Ты метнула в сторону этих мужчин взгляд, исполненный торжествующей гордости и омерзения, — лицо у тебя было таким белым от грима, что напоминало дорожный знак-отражатель на шоссе, обведенные фиолетовым контуром губы покрыты красной, как кровь, помадой, — мгновенно оценила их и отшвырнула прочь, царственная, недосягаемая для обыкновенных мужчин, удостаивающая их лишь своим презрением да своим примитивным, смехотворным кокетством. Ты так примитивна и смехотворна, мама, по-моему, люди должны смеяться при виде тебя. Почему они не смеются? Вот и эти мужчины испуганно глядели на тебя, а ты и твои весело смеющиеся друзья впорхнули в ресторан. Я тогда подумала, что ты, наверное, сошла с ума: появляться на улице в таком платье, смотреть на людей таким взглядом, кривить губы в такой оскорбительной усмешке, дразнить их своим телом!
Ты всегда дразнила нас, мама.
Ты листаешь сценарий, роняя на страницы пепел от сигареты… кто-то поправляет на тебе платье… По полу тянутся толстые резиновые кабели. Вокруг тебя камеры, которые ты никогда не снисходишь заметить. Твоя грудь делается влажной от пота. Тебя охватывает необычайное волнение.
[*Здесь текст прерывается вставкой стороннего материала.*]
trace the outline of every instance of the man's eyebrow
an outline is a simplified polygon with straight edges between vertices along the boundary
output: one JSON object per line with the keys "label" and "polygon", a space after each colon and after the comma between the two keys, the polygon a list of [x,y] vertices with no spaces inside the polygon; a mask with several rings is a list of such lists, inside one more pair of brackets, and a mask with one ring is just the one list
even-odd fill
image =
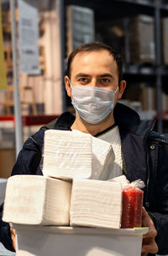
{"label": "man's eyebrow", "polygon": [[88,74],[85,74],[85,73],[78,73],[75,76],[75,78],[78,78],[78,77],[90,77]]}
{"label": "man's eyebrow", "polygon": [[114,78],[113,75],[109,74],[109,73],[105,73],[105,74],[102,74],[100,75],[101,77],[112,77]]}

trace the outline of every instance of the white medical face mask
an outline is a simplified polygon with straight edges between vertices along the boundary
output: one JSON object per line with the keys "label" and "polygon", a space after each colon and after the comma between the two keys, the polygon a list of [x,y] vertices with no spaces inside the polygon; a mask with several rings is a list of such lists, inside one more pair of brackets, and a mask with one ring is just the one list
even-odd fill
{"label": "white medical face mask", "polygon": [[98,124],[113,109],[118,87],[116,90],[92,86],[71,86],[71,103],[81,119],[89,124]]}

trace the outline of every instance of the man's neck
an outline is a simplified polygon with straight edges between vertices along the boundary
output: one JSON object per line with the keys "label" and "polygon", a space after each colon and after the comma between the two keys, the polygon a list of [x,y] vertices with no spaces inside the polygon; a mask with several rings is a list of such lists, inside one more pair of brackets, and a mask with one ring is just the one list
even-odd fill
{"label": "man's neck", "polygon": [[92,125],[88,124],[86,121],[82,120],[80,115],[76,113],[76,120],[71,125],[71,130],[78,130],[85,133],[90,133],[92,136],[108,129],[114,124],[113,113],[111,112],[110,115],[101,123]]}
Сейчас ты перевоплотишься.
Здесь, в Нью-Йорке, я по-прежнему Мэрион Ранделл, одна из твоих дочерей-близнецов, — ты, там, в Голливуде, уже не моя мать, ты совсем другая женщина, врач — так тебе, кажется, положено по сценарию? Боже мой, до чего это смешно! Ты — врач! Ты одна спасешь целый мексиканский город от чумы! Итак, ты не Мадлен. Мадлен больше не существует, существует кто-то другой, и стать этим другим существом, этой нелепой врачихой помогают тебе те, кто на тебя смотрит, кто тобой восхищается, обожает тебя и завидует тебе: твои зрители дают тебе силу самоуничтожиться, перестать быть собой. Ты возрождаешься в новом обличье. Тебя наполняет волнение, радость, обо всем прочем ты забыла, в твоих жилах течет кровь другого человека! Критики и не знают, какая ты великолепная актриса.
— Ваша мать пародия. Как такая пародия может существовать? — сказала однажды нам с Мирандой наша школьная подруга.
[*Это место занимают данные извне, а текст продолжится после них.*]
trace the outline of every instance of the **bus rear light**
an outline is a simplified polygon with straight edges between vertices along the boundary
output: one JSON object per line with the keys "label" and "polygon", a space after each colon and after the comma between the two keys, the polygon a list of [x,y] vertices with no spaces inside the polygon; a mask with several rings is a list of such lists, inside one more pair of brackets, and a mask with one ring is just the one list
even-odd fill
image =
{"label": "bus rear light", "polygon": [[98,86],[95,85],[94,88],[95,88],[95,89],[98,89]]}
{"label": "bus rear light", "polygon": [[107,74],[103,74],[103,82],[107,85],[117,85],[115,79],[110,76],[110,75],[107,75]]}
— У вашей матери нет таланта. Ваша мать — преступница, — сказал нам кто-то из твоих бывших любовников на шумном сборище в нашей квартире — кажется, это был швед, с которым ты сошлась после пластического хирурга Нильса и перед Питером.
— У вашей матери редкостный комический дар, только он заметен, когда она играет серьезные роли, — сказала нам твоя приятельница-актриса, разоткровенничавшись под действием наркотиков или вина, а может быть, и того и другого вместе.